First published in The Age on June 18, 1981
Quake damage ‘once every 500 years’
Melbourne can expect a damaging earthquake once every 500 years, according to seismologist Mr Gary Gibson.
The tremor that struck Melbourne yesterday was of about the same strength – 5.2 on the Richter scale – as the hypothetical 500-year quake, but was centered 40 kilometres offshore from Apollo Bay.
The impact of the earthquake.Credit:The Age Archives
Tall city buildings rocked, windows rattled and a few people were panicked in Melbourne.
A State Emergency Service spokesman said minor damage was reported in Dandenong, Geelong, Phillip Island, Inverloch, the Mornington Peninsula, St Kilda and Werribee.
“In a 500-year quake in Melbourne there would be enough vibration t to cause considerable damage,” Mr Gibson said. “But people would have to be unlucky to be killed.”
The magnitude of an earthquake is not as important as its location. A relatively puny but shallow earthquake measuring only 4.5 on the Richter scale has been responsible for killing 2000 people in Morocco. A shallow quake struck Warrnambool in 1903 damaging houses, toppling church steeples and bending railway lines.
Mr Gibson, head of the seismology department at the Preston Institute of Technology, said that 250 small earthquakes struck Victoria each year. Despite this, Victoria rates zero on the official worldwide earthquakes risk scale.
Adelaide, which was struck by a magnitude 6.5 shock in 1954, has been assigned the low risk rating of one. There, tall buildings have to be reinforced, adding about 10 per cent to their cost.
Victoria’s seismic history goes back to the opening of the Tasman Sea 100 million years ago, according to Dr Peter Wellman, a geophysicist at the Bureau of Mineral Resources in Canberra. The continental plate that supports Australia on the subterranean sea of molten rock broke up and New Zealand literally floated eastwards.
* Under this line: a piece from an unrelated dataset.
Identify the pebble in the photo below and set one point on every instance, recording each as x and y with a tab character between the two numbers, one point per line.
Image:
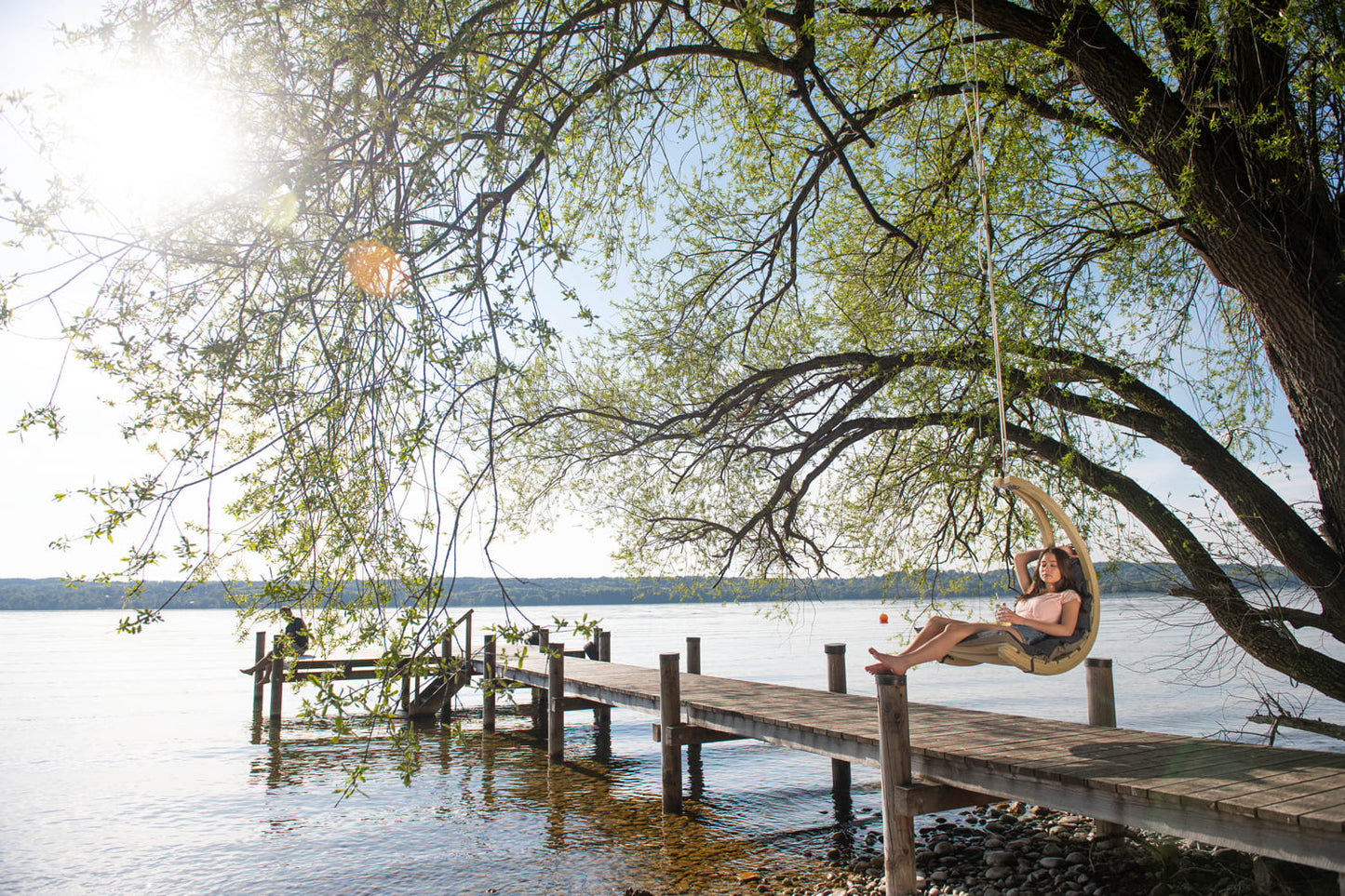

Australia was drifting northwards over a volcanic hot spot at the same time. Thirty million years ago the hot spot was under Queensland and six million years ago it passed under the Macedon region where lava squeezed through the crust to form landmarks such as Hanging Rock.
The Eastern Highlands were rising throughout this period of seismic activity – and still are. Dr Wellman has traced the uplift, caused by an east-west compression of the continent, by measuring the rate of down-cutting of river valleys.
“Imagine a piece of bread with a diagonal cut across it,” Dr Wellman said. “Pushed together, one piece will over-ride the other. This is what is happening in south-east Australia.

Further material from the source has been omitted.